Personal information
- Born: March 31, 1993 (age 33) Winston-Salem, North Carolina, U.S.
- Listed height: 6 ft 0 in (1.83 m)
- Listed weight: 196 lb (89 kg)

Career information
- High school: Carver (Winston-Salem)
- College: Coastal Carolina
- NFL draft: 2015: undrafted

Career history
- Philadelphia Eagles (2015); Houston Texans (2016); Indianapolis Colts (2017)*; Cleveland Browns (2018); Buffalo Bills (2018); Baltimore Ravens (2019)*; TSL Blues (2021);
- * Offseason or practice squad member only

Career NFL statistics
- Total tackles: 14
- Pass deflections: 1
- Interceptions: 1
- Stats at Pro Football Reference

= Denzel Rice =

American football player (born 1993)

Denzel Rice (born March 31, 1993) is an American former professional football player who was a cornerback in the National Football League (NFL). He played college football for the Coastal Carolina Chanticleers.

==Professional career==
===Philadelphia Eagles===
Rice was signed by the Philadelphia Eagles as an undrafted free agent in 2015. On August 28, 2016, Rice was waived by the Eagles.

===Houston Texans===
On October 19, 2016, Rice was signed to the Houston Texans' practice squad. He was promoted to the active roster on December 10, 2016.

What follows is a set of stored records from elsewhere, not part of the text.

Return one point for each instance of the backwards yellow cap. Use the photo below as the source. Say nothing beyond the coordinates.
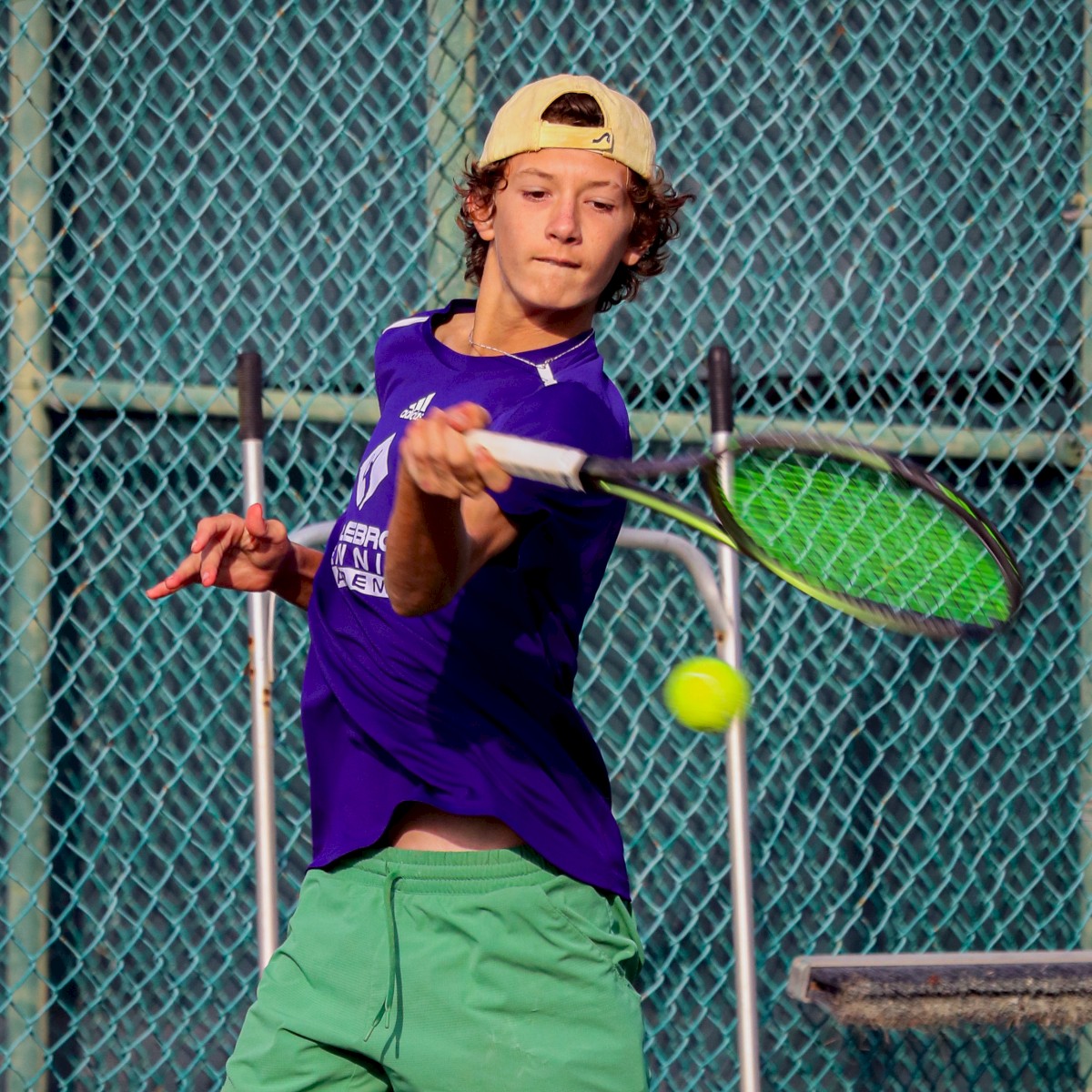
(626, 135)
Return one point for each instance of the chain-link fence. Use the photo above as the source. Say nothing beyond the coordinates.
(880, 235)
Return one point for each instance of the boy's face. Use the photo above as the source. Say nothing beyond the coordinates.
(558, 229)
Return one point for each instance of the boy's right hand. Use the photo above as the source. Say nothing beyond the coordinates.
(232, 551)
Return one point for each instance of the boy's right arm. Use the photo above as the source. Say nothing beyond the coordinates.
(250, 555)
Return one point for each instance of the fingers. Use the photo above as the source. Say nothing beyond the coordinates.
(255, 522)
(213, 527)
(468, 415)
(213, 536)
(438, 458)
(495, 478)
(188, 572)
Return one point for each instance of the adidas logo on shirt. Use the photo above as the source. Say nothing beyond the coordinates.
(416, 410)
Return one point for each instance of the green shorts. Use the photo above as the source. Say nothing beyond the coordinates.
(448, 972)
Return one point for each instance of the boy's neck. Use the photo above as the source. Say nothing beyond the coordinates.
(511, 330)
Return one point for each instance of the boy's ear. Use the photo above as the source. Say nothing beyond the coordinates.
(481, 217)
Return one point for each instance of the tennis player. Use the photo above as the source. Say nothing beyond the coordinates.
(465, 923)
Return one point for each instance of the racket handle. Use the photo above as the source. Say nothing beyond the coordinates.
(249, 383)
(722, 408)
(536, 460)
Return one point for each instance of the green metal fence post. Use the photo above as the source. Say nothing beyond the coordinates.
(1085, 486)
(30, 225)
(452, 81)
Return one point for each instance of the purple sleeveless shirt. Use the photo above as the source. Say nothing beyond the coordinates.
(470, 708)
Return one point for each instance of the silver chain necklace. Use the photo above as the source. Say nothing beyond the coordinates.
(541, 366)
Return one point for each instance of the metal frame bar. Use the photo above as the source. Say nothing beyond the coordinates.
(68, 394)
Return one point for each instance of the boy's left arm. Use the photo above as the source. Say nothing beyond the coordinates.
(445, 524)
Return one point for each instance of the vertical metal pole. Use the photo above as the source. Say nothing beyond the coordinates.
(452, 85)
(1085, 491)
(251, 430)
(26, 725)
(730, 649)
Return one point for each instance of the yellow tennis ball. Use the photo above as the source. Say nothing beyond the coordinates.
(705, 693)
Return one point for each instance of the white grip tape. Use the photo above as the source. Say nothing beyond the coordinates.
(536, 460)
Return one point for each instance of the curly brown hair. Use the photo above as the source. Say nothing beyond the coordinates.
(655, 208)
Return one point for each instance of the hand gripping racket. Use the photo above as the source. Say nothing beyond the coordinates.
(855, 528)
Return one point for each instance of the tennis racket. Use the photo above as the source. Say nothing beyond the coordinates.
(855, 528)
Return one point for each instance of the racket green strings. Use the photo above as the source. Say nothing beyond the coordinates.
(854, 530)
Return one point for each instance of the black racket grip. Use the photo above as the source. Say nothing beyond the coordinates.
(248, 379)
(722, 404)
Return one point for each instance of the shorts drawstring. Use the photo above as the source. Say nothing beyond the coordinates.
(392, 976)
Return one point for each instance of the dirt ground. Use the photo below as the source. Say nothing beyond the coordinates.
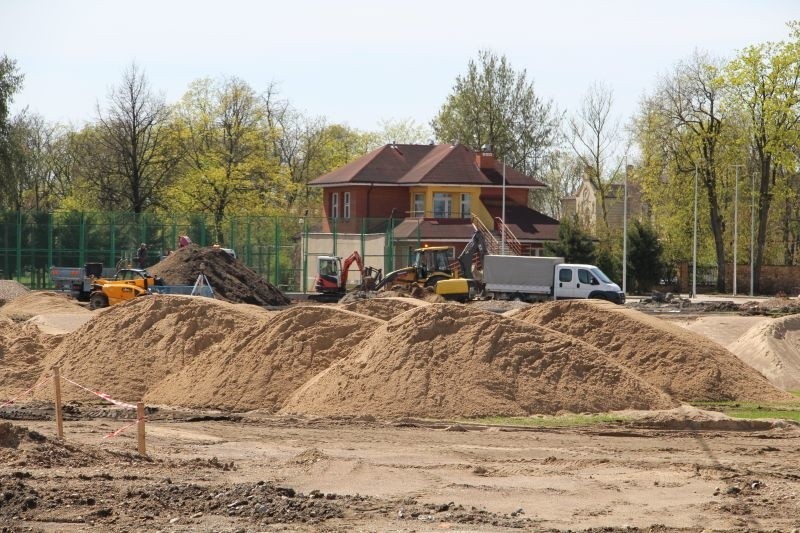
(680, 469)
(357, 475)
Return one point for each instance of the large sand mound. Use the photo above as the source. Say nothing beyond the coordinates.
(448, 360)
(773, 348)
(679, 362)
(261, 369)
(22, 350)
(383, 308)
(35, 303)
(130, 347)
(11, 289)
(231, 280)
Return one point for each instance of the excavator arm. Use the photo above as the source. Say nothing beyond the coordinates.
(476, 245)
(355, 256)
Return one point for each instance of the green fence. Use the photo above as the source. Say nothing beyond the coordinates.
(282, 249)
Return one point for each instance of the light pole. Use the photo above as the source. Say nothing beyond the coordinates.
(735, 226)
(694, 239)
(503, 217)
(752, 227)
(625, 232)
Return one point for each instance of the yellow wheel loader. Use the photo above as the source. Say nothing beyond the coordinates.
(127, 284)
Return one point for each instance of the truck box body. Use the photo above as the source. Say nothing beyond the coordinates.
(510, 274)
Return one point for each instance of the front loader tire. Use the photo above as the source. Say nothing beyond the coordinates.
(98, 300)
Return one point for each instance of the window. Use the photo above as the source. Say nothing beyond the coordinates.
(418, 209)
(466, 204)
(346, 205)
(442, 205)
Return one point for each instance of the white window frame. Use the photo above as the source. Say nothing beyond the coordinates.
(346, 205)
(447, 198)
(418, 210)
(465, 204)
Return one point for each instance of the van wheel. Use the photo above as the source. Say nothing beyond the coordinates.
(98, 300)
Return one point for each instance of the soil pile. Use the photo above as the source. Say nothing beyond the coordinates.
(679, 362)
(128, 348)
(36, 303)
(383, 308)
(448, 360)
(773, 348)
(10, 289)
(231, 280)
(260, 370)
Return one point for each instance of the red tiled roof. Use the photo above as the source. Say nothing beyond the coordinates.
(453, 229)
(412, 164)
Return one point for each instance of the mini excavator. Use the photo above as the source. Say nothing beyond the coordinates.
(331, 282)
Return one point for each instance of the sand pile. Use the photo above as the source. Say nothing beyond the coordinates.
(773, 348)
(30, 304)
(261, 369)
(448, 360)
(22, 352)
(679, 362)
(231, 280)
(383, 308)
(128, 348)
(10, 289)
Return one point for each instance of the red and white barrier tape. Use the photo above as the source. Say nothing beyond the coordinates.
(120, 430)
(29, 391)
(102, 395)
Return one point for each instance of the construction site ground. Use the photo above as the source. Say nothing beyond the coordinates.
(301, 424)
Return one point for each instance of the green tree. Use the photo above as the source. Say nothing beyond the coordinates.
(645, 265)
(765, 84)
(10, 83)
(225, 168)
(574, 244)
(686, 123)
(492, 104)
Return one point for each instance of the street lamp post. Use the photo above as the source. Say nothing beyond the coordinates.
(503, 218)
(625, 232)
(736, 228)
(752, 228)
(694, 239)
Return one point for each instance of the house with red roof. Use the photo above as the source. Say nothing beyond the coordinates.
(435, 195)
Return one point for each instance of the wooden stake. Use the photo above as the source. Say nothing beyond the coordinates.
(140, 427)
(59, 414)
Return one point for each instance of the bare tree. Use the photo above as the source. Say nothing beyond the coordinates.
(139, 151)
(594, 135)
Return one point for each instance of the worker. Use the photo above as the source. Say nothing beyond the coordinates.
(141, 255)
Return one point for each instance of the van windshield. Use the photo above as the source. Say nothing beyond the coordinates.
(600, 275)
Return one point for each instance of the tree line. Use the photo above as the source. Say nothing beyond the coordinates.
(226, 148)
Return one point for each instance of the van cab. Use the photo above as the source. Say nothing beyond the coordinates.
(585, 281)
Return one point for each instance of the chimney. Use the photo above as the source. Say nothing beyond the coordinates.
(485, 158)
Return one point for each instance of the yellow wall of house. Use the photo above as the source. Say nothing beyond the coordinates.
(477, 208)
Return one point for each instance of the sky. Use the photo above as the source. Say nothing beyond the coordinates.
(361, 62)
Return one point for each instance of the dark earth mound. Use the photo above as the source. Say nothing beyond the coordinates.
(231, 279)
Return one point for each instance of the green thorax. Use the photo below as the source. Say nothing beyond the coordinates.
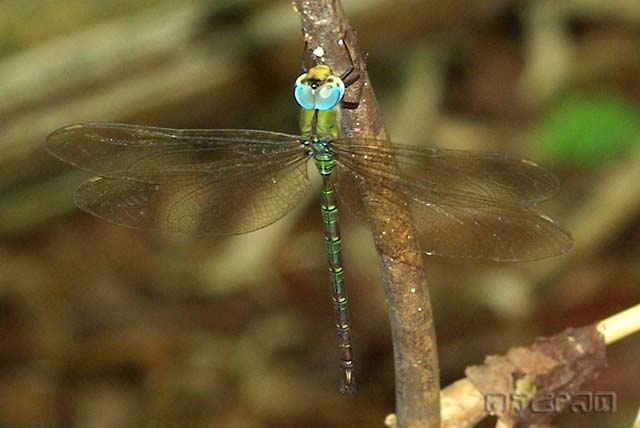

On September 2, 2017, Rice was waived/injured by the Texans and placed on injured reserve. He was released on September 8, 2017.

===Indianapolis Colts===
On November 6, 2017, Rice was signed to the Indianapolis Colts' practice squad.

===Cleveland Browns===
On January 31, 2018, Rice signed a reserve/future contract with the Cleveland Browns. He made the Browns final roster, playing in eight games before being waived on November 7, 2018.

===Buffalo Bills===
On November 13, 2018, Rice was signed to the Buffalo Bills practice squad. He was promoted to the active roster on December 4, 2018. He was released on August 31, 2019.

===Baltimore Ravens===
On October 15, 2019, Rice was signed to the Baltimore Ravens practice squad. His practice squad contract with the team expired on January 20, 2020.